Too many tools ...
Too many tools ...

How to Overcome Three Tough Challenges for Enterprise Collaboration

Summary:

Many enterprises find it difficult to sustain active collaboration environments that match the fervor of their internet-based inspirations. In this article, we look at three root cause challenges, and how the right Leadership moves can deal with the challenges and realize the benefits.

Center-Led Collaboration is an Oxymoron

Think about it … the successful collaboration environment is made up of connections between a large set of end points. The spirit of a true community looks to the value that is freely and naturally shared by the individuals, real people, at these end points. When you work in a collaborative way, sharing becomes part of the culture, a way of working that defines the group.

But if this form of communication is being driven by the person in charge, and made to be a requirement of the job, it may not feel 100% natural. Inevitably, the community will fall apart – especially when the person at the center changes. This is not a shared vision of connection, and it cannot last.

Then again …

Truth be told, center- led (or better, center-facilitated) collaboration is required for success in most organizations. Yes, you read that correctly – the community-of-practice model has a very difficult time taking hold in the organization. The difference maker is a strong central person or team that can lead by example, actively participating and learning what works and what does not with the team as whole.

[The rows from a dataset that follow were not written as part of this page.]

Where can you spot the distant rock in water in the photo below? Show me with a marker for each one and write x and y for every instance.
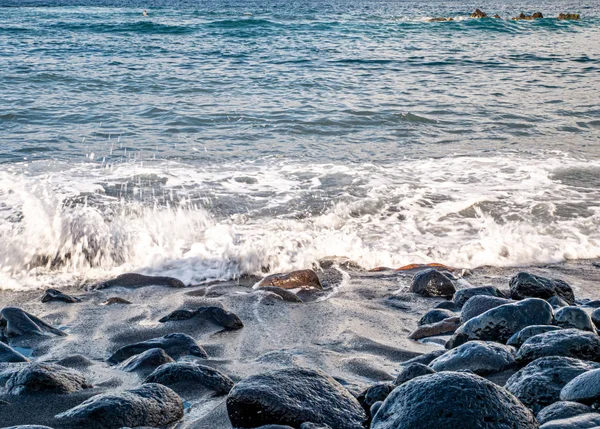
(133, 280)
(17, 322)
(293, 280)
(217, 315)
(56, 295)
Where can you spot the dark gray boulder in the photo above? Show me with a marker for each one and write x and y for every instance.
(7, 354)
(479, 304)
(412, 370)
(432, 283)
(175, 345)
(574, 317)
(463, 295)
(500, 323)
(291, 397)
(539, 383)
(147, 405)
(146, 362)
(45, 378)
(564, 342)
(450, 400)
(562, 410)
(216, 315)
(184, 377)
(526, 333)
(526, 285)
(480, 357)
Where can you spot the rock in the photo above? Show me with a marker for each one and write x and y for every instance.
(526, 333)
(478, 14)
(293, 396)
(446, 326)
(479, 304)
(432, 283)
(582, 421)
(56, 295)
(434, 316)
(500, 323)
(410, 371)
(448, 400)
(7, 354)
(133, 280)
(479, 357)
(217, 315)
(574, 317)
(565, 342)
(569, 16)
(562, 410)
(191, 377)
(525, 285)
(175, 345)
(463, 295)
(293, 280)
(20, 323)
(539, 383)
(146, 362)
(147, 405)
(45, 378)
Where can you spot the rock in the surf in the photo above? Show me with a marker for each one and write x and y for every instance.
(449, 400)
(46, 378)
(500, 323)
(526, 285)
(175, 345)
(184, 377)
(293, 396)
(539, 383)
(293, 280)
(148, 405)
(564, 342)
(56, 295)
(216, 315)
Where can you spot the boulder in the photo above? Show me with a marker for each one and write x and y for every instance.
(7, 354)
(175, 345)
(526, 333)
(463, 295)
(293, 280)
(449, 400)
(479, 357)
(432, 283)
(291, 397)
(525, 285)
(147, 405)
(500, 323)
(565, 342)
(216, 315)
(562, 410)
(539, 383)
(45, 378)
(479, 304)
(191, 377)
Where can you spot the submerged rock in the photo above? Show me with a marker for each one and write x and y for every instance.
(217, 315)
(45, 378)
(432, 283)
(175, 345)
(291, 397)
(147, 405)
(539, 383)
(449, 400)
(293, 280)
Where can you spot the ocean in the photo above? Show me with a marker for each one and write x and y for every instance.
(216, 139)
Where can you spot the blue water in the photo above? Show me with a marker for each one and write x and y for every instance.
(217, 138)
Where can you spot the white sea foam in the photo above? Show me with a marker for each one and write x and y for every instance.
(65, 224)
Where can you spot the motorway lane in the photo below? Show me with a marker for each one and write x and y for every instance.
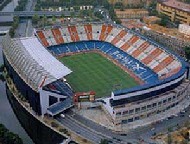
(80, 130)
(100, 129)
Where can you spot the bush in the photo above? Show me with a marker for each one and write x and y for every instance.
(53, 124)
(8, 137)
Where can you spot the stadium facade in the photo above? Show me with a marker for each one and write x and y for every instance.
(38, 75)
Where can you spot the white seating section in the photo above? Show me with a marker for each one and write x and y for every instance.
(157, 59)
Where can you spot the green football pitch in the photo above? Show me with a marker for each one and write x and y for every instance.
(92, 71)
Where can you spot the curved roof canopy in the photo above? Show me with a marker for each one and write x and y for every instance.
(33, 62)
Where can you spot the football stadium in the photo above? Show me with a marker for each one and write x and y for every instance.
(133, 76)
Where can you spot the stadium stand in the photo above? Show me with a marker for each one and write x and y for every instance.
(160, 69)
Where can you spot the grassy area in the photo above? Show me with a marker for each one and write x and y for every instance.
(91, 71)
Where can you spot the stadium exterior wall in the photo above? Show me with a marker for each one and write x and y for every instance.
(31, 95)
(143, 109)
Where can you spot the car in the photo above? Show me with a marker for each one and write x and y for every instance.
(62, 115)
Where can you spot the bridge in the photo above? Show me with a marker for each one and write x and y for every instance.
(39, 13)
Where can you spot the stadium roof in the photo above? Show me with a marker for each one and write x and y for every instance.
(33, 62)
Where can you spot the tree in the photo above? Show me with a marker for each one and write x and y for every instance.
(35, 19)
(164, 20)
(44, 20)
(104, 141)
(187, 52)
(11, 32)
(53, 18)
(169, 139)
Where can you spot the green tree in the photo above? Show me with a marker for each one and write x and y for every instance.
(164, 20)
(11, 32)
(35, 19)
(104, 141)
(187, 52)
(53, 18)
(169, 139)
(44, 20)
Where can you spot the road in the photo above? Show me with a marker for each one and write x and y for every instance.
(95, 132)
(31, 13)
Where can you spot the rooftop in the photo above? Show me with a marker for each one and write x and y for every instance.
(176, 4)
(33, 62)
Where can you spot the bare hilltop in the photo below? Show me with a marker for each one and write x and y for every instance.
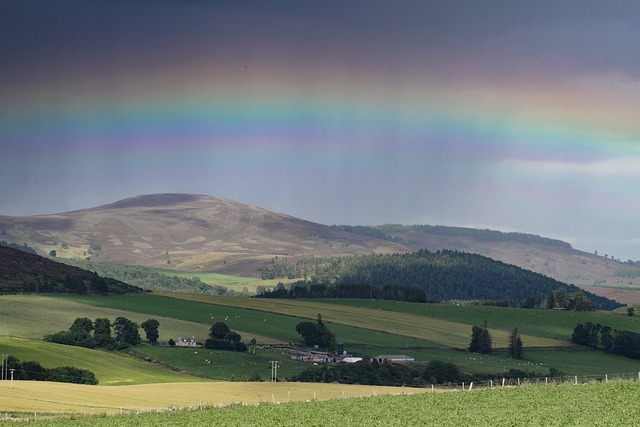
(209, 234)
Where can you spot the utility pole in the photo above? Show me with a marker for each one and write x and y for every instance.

Am I contradicting myself? Here’s the trick – in any organization, a strong central team that regularly leads by example should be in place before introducing this new way to work. Their efforts will generate winning stories and valuable examples, so the broader team can see the real benefits. For many teams, active collaboration with team members who are spread across the building (or around the globe) is something very new. It is easy and natural to connect when you can just walk down the hall and have a chat, but amazingly difficult when there is space and time gaps to overcome. Out of sight, out of mind is a challenge!

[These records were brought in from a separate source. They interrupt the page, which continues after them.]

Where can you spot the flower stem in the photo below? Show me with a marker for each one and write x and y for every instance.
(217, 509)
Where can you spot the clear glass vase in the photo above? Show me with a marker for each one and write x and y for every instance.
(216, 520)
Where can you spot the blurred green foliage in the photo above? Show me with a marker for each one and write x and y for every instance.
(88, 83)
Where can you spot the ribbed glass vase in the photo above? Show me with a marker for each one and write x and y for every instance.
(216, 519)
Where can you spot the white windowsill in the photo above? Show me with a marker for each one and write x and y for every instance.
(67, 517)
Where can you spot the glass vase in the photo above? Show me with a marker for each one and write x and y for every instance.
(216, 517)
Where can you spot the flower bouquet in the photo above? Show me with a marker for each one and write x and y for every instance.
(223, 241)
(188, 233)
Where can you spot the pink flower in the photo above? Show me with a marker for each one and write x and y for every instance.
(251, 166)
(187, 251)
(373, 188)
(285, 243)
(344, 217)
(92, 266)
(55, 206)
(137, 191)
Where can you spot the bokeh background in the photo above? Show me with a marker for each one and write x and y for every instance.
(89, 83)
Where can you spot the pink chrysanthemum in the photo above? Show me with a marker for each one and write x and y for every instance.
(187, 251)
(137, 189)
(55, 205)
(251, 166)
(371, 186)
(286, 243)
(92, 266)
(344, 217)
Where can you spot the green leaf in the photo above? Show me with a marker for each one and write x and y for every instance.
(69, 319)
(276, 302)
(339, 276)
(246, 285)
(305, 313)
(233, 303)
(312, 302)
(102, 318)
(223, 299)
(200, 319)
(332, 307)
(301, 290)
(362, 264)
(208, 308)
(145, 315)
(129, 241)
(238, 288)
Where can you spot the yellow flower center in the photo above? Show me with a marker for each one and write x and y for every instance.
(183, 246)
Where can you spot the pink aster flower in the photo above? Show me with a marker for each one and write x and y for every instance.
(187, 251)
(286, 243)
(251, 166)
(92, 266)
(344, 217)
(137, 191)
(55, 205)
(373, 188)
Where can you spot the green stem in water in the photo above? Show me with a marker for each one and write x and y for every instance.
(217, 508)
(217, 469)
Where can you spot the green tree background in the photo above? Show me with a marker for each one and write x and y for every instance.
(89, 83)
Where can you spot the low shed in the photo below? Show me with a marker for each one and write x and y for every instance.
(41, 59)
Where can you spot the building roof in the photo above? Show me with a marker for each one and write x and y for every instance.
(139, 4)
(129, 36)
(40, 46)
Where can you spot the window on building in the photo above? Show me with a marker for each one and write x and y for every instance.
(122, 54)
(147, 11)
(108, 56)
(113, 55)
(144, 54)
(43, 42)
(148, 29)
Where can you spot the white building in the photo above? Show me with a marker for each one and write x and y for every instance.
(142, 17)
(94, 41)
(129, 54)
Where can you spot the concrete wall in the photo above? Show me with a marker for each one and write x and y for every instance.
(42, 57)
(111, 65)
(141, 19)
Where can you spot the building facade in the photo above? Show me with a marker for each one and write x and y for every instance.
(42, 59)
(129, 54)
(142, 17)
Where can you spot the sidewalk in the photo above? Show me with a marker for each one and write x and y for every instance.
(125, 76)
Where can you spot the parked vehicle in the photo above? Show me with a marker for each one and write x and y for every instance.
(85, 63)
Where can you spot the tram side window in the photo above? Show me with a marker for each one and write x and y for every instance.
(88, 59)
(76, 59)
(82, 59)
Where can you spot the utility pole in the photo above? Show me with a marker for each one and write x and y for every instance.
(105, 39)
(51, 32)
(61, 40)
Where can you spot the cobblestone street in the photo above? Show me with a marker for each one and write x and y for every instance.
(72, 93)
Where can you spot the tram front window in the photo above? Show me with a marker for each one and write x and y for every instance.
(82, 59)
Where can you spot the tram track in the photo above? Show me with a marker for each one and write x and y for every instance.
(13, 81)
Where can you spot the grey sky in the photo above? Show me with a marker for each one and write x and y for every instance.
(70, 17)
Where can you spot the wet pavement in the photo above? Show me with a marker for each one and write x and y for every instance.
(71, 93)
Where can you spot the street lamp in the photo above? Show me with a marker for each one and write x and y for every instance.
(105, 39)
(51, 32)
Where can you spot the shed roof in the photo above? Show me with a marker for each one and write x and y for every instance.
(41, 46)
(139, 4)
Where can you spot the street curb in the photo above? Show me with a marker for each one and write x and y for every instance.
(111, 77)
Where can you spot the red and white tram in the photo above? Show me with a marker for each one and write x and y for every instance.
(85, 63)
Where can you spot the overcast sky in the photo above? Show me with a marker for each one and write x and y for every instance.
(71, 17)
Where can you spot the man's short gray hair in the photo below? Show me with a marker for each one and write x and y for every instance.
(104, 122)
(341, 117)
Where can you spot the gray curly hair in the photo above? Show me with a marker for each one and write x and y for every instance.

Center-Supported Collaboration is Required for Success

Let’s change the headline, and change the focus of our central leadership team, to drive success. It may be a subtle difference, but the central team that wants to deliver success through collaboration has to think through the challenges – and find solutions that work.

  • Too Many Tools: Every year brings another tool for the harried knowledge worker, another method for capturing knowledge and monitoring the flow. Every new platform solves a separate challenge, and none can do everything; some want a user interface that mimics the news feed of Facebook, while others want a universal search as simple as Google.

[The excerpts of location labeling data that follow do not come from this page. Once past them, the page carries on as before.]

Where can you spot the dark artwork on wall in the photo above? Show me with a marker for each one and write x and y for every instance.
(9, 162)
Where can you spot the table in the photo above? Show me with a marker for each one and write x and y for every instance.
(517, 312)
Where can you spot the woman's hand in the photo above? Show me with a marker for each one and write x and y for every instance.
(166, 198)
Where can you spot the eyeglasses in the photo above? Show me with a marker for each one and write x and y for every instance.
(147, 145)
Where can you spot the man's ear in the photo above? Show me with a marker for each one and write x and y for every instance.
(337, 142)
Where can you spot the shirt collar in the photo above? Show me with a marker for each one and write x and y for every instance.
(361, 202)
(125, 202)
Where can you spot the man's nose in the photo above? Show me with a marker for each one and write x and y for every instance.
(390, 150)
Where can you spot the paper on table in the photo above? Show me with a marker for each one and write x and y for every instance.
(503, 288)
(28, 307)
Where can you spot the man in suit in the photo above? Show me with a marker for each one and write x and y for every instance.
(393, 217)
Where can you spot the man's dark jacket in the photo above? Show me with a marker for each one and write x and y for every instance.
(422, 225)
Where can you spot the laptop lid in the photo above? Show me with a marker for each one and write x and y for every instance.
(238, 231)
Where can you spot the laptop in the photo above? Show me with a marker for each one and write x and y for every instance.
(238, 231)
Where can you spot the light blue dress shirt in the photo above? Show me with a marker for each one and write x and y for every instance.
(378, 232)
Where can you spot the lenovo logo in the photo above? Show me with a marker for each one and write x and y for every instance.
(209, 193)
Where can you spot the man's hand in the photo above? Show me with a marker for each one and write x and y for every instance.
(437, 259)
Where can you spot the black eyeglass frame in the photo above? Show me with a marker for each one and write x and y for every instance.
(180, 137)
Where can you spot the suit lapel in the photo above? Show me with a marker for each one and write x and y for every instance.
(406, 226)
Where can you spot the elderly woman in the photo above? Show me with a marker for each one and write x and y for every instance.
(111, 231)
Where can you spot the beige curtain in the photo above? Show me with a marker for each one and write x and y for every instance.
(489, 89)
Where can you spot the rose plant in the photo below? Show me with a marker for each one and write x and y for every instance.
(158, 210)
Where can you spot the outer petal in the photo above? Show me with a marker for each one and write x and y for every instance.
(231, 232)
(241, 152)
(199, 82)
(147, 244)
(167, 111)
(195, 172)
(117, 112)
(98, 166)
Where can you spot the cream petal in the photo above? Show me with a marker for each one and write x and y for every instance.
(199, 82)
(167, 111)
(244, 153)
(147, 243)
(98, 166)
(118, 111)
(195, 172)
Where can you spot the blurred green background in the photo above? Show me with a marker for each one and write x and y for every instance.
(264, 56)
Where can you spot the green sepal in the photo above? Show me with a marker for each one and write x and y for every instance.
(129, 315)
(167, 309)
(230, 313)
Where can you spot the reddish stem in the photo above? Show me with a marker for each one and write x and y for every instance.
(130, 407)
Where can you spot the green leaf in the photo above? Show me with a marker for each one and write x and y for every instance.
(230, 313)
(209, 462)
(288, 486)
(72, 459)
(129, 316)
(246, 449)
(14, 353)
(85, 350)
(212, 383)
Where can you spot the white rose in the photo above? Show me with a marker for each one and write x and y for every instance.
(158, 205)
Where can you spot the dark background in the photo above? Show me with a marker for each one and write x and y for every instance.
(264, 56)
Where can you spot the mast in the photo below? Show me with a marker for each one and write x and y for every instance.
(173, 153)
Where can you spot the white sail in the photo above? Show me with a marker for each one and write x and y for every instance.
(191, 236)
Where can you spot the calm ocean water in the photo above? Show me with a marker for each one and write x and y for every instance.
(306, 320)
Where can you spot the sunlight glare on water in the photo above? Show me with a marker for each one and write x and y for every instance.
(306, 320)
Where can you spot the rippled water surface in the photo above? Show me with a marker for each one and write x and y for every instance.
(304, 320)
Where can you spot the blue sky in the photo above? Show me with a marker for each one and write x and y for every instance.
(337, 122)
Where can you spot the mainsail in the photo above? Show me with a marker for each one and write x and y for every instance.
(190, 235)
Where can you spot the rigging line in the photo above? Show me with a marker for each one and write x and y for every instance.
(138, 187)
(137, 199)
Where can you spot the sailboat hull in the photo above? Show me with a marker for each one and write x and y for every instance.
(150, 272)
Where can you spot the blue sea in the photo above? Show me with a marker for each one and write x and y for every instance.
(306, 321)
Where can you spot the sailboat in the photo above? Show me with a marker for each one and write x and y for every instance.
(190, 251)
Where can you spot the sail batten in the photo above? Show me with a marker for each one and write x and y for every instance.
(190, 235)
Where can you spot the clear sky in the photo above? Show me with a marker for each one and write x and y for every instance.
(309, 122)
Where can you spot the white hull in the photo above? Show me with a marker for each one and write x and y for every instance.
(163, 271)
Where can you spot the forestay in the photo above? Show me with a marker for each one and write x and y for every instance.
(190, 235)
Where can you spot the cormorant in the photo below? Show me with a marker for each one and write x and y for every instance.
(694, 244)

What can the center-supporting team do? Define and encourage (not enforce) the standard. Listen to the input and adapt / branch out where necessary, but guide to a reasonably small set of tools/platforms.

  • Not Enough Authors: Most of the complaints and concerns come from the knowledge consumer, and not the knowledge creator. In fact, that is typically the problem with corporate collaboration spaces – everyone wants to find the information, but no one is effectively capturing that knowledge in the first place. Everyone wants to read, no one want to write.

What can the center-supporting team do? Make content creation part of the daily job of your team. Require a certain number of documented tickets, white papers, process maps, etc. – and help people develop their written communication skills. And make it part of the teams’ annual review and objectives – if this new behavior is part of their compensation plan, you will get their attention.

  • No Time for the Work: In some Lean / Six Sigma organizations, collaboration is challenging because sharing knowledge may been seen as muda, or waste. Opportunistic collaboration is by definition a lossy process – establishing an environment of possibilities means that lots of time will be spent on work that doesn’t generate an outcome. It only takes a few sparks of innovation to justify the investment in time, so getting things off the ground can be tricky (until that first connection comes to life).

What can the center-supporting team do? Prime the pump, by encouraging volumes of traffic (readers and creators). We can’t make these connections happen until the raw material is out there. While that is going on, invest the time in reviewing the inputs and actively looking for opportunities. And always be listening for those first small successes; get the stories out there, so others can be motivated to participate.

Collaboration is tough to scale inside a (relatively) small, closed community. Leaders must actively work to understand with the methods tools, promote – unless you really understand the methods (NOT the tools!!)